Mariti, im Rentenalter, Schriftführerin in zwei Vereinen, genießt mit ihrem Liebsten ein Stadtrand- und ein Landleben in NRW

Corona als Memento mori

Ich habe keine Angst davor, Corona zu bekommen. Vielleicht ist das überheblich. Aber in mir drin ist eine große Zuversicht, nicht an dieser Krankheit zu sterben, auch wenn es mich mehr oder weniger heftig erwischen sollte. Da ich einen fürsorglichen Liebsten habe, wäre auch die Versorgung zu Hause kein Problem. Es gab nie einen Moment, in dem ich mir diesen Virus gewünscht habe, aber ich hatte schon mal den Gedanken, dass meine Zeiten im Krankenhaus nicht die schlechtesten waren. Nach dem Abklingen der Beschwerden konnte ich nämlich den Zustand fast völliger Verantwortungslosigkeit genießen. Also jedenfalls vier Tage lang und solange ich mich nicht über den unsensiblen Umgang des Personals mit meiner sterbenden Bettnachbarin aufregen musste. Auch wenn ich mir ab und an diesen Zustand der Verantwortungslosigkeit wünsche, ist er nur für einen begrenzten Zeitraum komfortabel, denn irgendwann wird ein Gefängnis draus.

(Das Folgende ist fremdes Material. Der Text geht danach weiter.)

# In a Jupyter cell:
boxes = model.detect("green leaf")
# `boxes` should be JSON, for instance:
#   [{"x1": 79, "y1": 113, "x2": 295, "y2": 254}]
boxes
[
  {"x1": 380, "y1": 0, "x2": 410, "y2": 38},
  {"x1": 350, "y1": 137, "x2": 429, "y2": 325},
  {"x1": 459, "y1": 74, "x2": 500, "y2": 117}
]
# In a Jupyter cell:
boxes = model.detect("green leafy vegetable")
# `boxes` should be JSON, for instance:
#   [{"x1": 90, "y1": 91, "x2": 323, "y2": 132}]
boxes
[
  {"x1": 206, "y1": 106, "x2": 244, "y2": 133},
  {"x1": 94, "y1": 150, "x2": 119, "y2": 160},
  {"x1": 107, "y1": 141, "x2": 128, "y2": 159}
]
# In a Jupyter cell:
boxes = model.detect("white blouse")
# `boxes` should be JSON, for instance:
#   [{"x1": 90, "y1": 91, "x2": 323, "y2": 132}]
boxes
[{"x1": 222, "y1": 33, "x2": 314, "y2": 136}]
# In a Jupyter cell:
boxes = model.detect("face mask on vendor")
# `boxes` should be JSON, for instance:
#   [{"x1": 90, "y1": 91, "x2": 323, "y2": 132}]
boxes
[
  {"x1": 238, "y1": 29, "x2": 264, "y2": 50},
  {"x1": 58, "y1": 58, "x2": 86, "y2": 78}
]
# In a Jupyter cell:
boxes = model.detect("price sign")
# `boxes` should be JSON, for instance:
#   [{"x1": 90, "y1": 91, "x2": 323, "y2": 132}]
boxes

Also lieber nicht krank werden. Überhaupt habe ich mir angewöhnt, negative Gedanken im Kopf so schnell wie möglich „weg zu klicken“. An etwas denken bedeutet, seine Energie dorthin zu lenken, und ich will auf keinen Fall selber zu unschönen Situationen beitragen. Ich konzentriere dann meine Gedanken auf etwas Angenehmes. Inzwischen weiß man ja, dass auch das Denken und Körperhaltung die Körperchemie beeinflussen. Da mixe ich mir lieber einen Cocktail, der meine Stimmung in Richtung Fröhlichkeit lenkt. Und was den Tod an oder mit Corona angeht: Meine Mutter hätte gesagt „An irgendetwas muss ich ja schließlich sterben“. Gut, sie ist 95 Jahre alt geworden, aber irgendwie spüre ich auch mit 65 Jahren schon etwas von dieser Gelassenheit. Natürlich würde ich gerne noch Einiges unternehmen bzw. kennenlernen. Aber ich betrachte alles, was noch kommt, als „Bonus Paket“.

Ich denke, ich habe die Welt schon etwas besser gemacht, als ich sie vorgefunden habe. Ich durfte viel sehen, und im Moment bleiben keine elementaren Ziele offen. Wenn ich also gehen müsste, wäre ich zwar sehr traurig, aber ich bin auch neugierig auf die Welt nach dem Tod. Ich stelle mir vor, dass meine Mutter jetzt in einer Art Kurheim wohnt und einen wunderschönen Blumengarten vor der Tür hat. Außerdem darf sie dort weiterhin für andere sorgen und sich fortbilden – und das alles mit großer Freude. Zugegeben, diese Bilder stammen nicht aus meiner Phantasie. Ich fand sie in einem Buch über eine verstorbene Nonne, die ihrer Freundin telepathisch ihre Existenz im Jenseits beschrieb. Mir ist egal, ob es das wirklich gibt oder nicht. Die Bilder machen mir ein gutes Gefühl. Mehr brauche ich nicht.

Corona führt uns drastisch vor Augen, dass Sterben zum Leben gehört. Allerdings bewirkt die mediale Panikmache nur, dass alle auf die Inzidenz- und Todeszahlen starren wie das Kaninchen auf die Schlange. Ich wünsche mir, dass der Prozess des Sterbens und des Abschiednehmens wieder mehr Platz in unserer Gesellschaft bekommt. Das würde unserer Psyche guttun und wir würden unser Leben wieder mehr zu schätzen lernen. Vielleicht würden wir sogar begreifen, dass wir sorgsamer mit uns und unserer Umwelt umgehen müssen.